Scilly’s bats are breeding, increasing in numbers and seem to have strong preferences for the places where they live.

Those are this year’s findings from the Isles of Scilly Bat Group.

Chairman Mike Gurr says they’ve been monitoring one of the most populated roosts at Tresco’s Abbey Gardens this summer and year-on-year, there’s been a marked increase in numbers of the mammals.

Mike says counts last July showed up to 199 bats at the site. This year they’ve recorded up to 287 bats, which he says is an encouraging rise in the population.

Mike’s team is also investigating a new, suspected roost at the Blockhouse on Tresco and he says the number of bats inhabiting a site at Maypole on St Mary’s has also increased.

Bat numbers have been on the rise over the last decade so Mike is uncertain whether it is a general trend or down to the good summer, which produced plenty of insects, a bat’s source of food.

Last year Radio Scilly aired an appeal for islanders to contact the group if they wanted to host a bat box.

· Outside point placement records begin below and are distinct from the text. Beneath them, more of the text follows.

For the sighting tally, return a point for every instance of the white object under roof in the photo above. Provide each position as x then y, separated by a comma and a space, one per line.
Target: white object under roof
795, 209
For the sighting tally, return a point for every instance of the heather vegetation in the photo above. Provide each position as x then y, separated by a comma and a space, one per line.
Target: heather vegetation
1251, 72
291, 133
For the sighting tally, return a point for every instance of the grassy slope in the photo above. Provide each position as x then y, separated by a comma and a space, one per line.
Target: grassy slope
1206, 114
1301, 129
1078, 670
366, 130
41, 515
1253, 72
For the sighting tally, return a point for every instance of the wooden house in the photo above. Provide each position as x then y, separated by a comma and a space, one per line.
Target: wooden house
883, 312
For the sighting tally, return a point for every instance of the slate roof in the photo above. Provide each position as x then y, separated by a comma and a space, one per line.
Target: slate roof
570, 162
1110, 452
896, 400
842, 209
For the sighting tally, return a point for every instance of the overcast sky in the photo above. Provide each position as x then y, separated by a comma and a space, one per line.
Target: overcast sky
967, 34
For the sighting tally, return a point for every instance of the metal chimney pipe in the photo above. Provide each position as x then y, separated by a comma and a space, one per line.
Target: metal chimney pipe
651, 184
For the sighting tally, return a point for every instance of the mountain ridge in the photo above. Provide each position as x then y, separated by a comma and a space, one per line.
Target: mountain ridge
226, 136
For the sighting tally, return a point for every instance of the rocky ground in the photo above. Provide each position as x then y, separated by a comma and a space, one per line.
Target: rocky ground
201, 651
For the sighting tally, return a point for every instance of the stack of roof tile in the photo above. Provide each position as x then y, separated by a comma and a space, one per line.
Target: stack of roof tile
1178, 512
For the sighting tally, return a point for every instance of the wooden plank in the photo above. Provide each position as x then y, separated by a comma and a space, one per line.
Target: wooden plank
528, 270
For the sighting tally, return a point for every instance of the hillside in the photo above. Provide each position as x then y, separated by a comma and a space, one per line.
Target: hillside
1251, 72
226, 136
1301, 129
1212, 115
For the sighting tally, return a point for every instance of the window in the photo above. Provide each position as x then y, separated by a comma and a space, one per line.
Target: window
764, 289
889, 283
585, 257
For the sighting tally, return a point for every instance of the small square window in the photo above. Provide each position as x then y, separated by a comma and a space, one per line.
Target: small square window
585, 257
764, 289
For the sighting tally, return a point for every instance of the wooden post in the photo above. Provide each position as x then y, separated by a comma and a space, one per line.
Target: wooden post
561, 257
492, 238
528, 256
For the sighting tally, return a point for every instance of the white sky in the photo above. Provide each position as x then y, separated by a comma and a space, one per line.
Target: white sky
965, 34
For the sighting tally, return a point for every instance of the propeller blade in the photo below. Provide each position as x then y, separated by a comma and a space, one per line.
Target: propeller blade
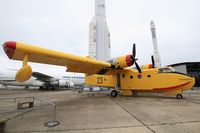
153, 61
138, 68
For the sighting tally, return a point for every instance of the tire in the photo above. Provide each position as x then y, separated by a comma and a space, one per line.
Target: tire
113, 93
179, 96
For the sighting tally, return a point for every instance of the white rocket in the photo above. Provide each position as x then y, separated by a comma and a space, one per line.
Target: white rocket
99, 35
155, 46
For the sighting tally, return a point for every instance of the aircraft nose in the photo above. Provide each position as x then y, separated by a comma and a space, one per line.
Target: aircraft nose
9, 48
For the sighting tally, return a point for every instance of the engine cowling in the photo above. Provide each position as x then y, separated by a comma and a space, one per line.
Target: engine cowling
122, 61
59, 83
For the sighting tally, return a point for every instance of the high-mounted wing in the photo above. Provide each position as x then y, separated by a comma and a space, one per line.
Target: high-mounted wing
24, 52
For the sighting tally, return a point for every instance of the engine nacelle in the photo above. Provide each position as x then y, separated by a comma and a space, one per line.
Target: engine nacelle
59, 83
122, 61
148, 66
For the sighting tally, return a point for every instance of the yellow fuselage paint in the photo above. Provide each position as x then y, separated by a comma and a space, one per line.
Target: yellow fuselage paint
150, 80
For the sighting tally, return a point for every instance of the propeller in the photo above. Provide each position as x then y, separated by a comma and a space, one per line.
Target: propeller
134, 59
153, 61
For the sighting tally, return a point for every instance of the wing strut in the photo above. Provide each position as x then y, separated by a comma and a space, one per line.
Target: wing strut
25, 72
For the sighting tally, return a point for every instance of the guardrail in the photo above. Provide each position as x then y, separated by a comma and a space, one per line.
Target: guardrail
43, 104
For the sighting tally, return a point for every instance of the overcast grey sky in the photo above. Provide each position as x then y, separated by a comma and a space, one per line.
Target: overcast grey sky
64, 24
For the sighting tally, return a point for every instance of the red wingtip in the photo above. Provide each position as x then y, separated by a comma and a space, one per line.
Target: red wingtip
9, 48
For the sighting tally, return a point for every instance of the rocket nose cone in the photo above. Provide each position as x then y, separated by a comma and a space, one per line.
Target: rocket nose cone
9, 48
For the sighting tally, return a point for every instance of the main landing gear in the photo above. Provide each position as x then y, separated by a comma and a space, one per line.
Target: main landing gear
179, 96
113, 93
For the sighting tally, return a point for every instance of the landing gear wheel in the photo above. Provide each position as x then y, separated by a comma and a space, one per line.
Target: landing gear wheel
113, 93
179, 96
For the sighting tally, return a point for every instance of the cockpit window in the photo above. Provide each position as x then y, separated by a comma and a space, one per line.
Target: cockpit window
166, 70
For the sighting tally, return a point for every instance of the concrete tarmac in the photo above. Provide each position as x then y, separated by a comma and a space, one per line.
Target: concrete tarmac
100, 113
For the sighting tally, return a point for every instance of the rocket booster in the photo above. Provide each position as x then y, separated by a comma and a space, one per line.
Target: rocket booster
155, 46
99, 34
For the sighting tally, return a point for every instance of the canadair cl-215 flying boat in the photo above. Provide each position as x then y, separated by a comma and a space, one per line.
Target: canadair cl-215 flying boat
116, 73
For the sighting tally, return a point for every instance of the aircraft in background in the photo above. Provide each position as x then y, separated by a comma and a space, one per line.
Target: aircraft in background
43, 81
115, 74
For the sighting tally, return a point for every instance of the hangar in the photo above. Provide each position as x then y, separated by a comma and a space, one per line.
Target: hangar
190, 68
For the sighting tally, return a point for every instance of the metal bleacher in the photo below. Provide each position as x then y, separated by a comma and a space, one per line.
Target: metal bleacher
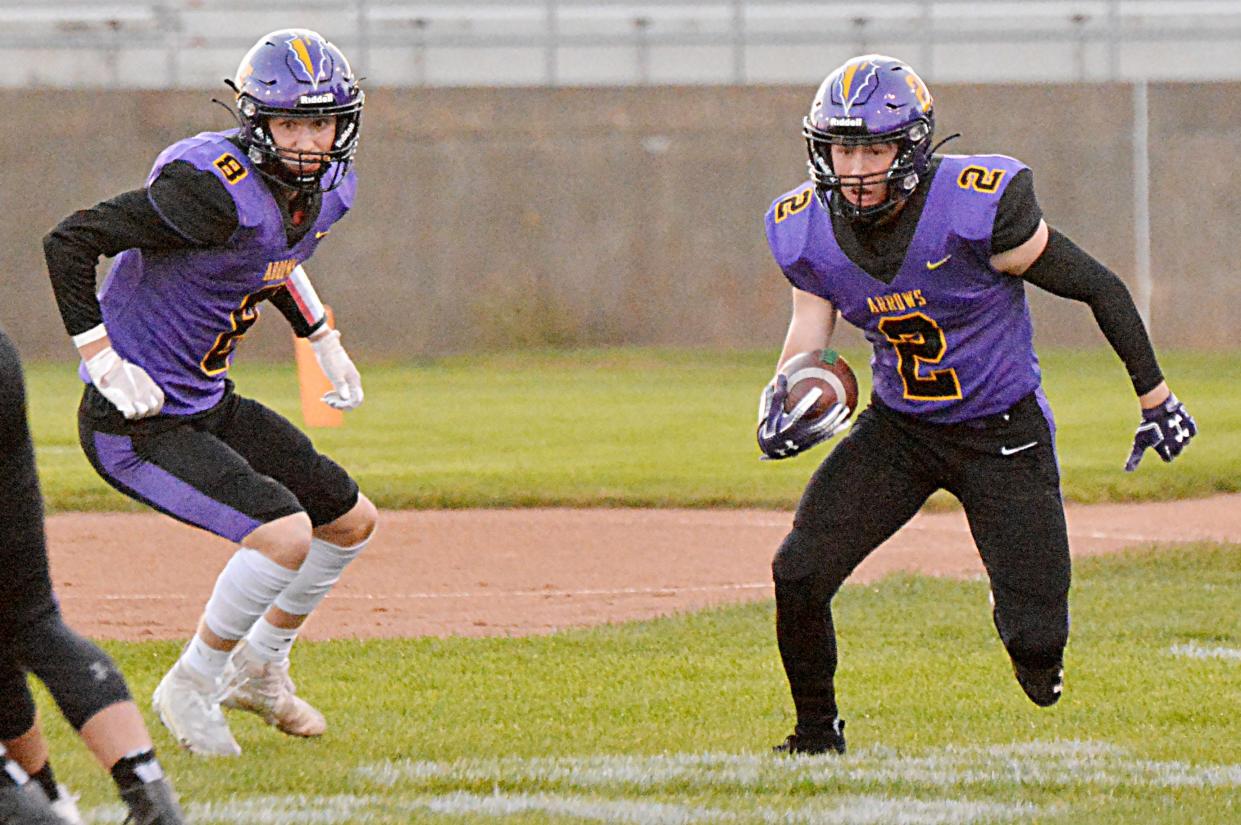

The broadcast appeal brought a number of responses and around 20 boxes, both wooden and concrete, were put up around St Mary’s.

Mike says they’re rarely used because there are plenty of natural roosts for the bats, but he says an experiment using both types of boxes at John Banfield’s property showed the bats love the concrete housings.

Mike’s not sure why wooden boxes are rejected when the bats have a choice, but he says the concrete ones are possibly warmer.

The club is also repeating their appeal for islanders who see bats feeding on beaches to record what they see, when and the weather conditions, and then to pass the information on to them.

There are usually a lot of insects around seaweed, which makes beaches a good feeding ground, but the group has never undertaken a serious study in this area

Mike says Porthmellon, Town Beach and the small patch of sand adjacent to The Mermaid car park seem popular for bats.